Le projet de loi C-3 qui modifie la Loi sur la citoyenneté étend la possibilité de devenir citoyen par filiation au-delà de la première génération pour les individus nés à l’étranger de parents canadiens. Cette loi aura comme effet de perpétuer l’immigration massive imputable au Parti libéral et lui permettre d’exploiter encore plus le vote immigrant.
Avec tous les problèmes que traverse le Canada, on aurait pu croire que le Parti libéral veuille s’attaquer à des problèmes réels, mais non! Une des priorités de ce gouvernement aura été d’assouplir l’obtention de la citoyenneté canadienne en l’accordant à toute personne née de parents canadiens à l’extérieur du pays, pour autant qu’un des deux parents ait séjourné au Canada durant trois ans au courant de leur vie.
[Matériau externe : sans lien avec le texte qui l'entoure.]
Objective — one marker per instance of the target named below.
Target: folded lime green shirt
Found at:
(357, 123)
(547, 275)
Cette loi n’est pas encore promulguée, mais elle avance rapidement au Sénat. Auparavant, l’individu né de parents canadiens à l’étranger avait droit à la citoyenneté, mais pas au-delà de la première génération. Désormais, toute personne née à l’étranger de parents canadiens n’aura qu’à venir passer trois ans au Canada dans toute sa vie pour transmettre la citoyenneté à ses enfants, peu importe leur lieu de naissance, et ainsi de suite pour toutes les générations futures.
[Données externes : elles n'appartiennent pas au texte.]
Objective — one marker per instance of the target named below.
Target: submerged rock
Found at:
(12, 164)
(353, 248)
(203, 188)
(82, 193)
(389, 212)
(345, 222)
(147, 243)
Par exemple, une personne venue étudier au Canada y a résidé quatre ans. Elle a complété un baccalauréat et a ensuite travaillé un an. Durant son séjour, elle a obtenu la citoyenneté canadienne. Elle retourne dans son pays d’origine, elle s’y marie et a quatre enfants. Ceux-ci seront automatiquement citoyens canadiens, même s’ils n’ont jamais mis les pieds au Canada. Il leur suffira de venir résider trois ans au pays dans toute leur vie pour être en mesure de transmettre la citoyenneté à leur descendance, qui pourra elle aussi faire de même.
Non seulement cette loi aura comme effet probable de perpétuer l’immigration massive qui a été mise en place par le Parti libéral en facilitant l’obtention de la citoyenneté, mais elle vide littéralement de son sens le fait d’être un Canadien. Pourquoi un individu qui a passé la majeure partie de sa vie à l’extérieur du pays – peut être bien dans une civilisation très différente de la nôtre qui est d’affiliation européenne – pourrait prétendre être Canadien et transmettre la nationalité à sa descendance en venant faire quelques mois de tourisme au pays?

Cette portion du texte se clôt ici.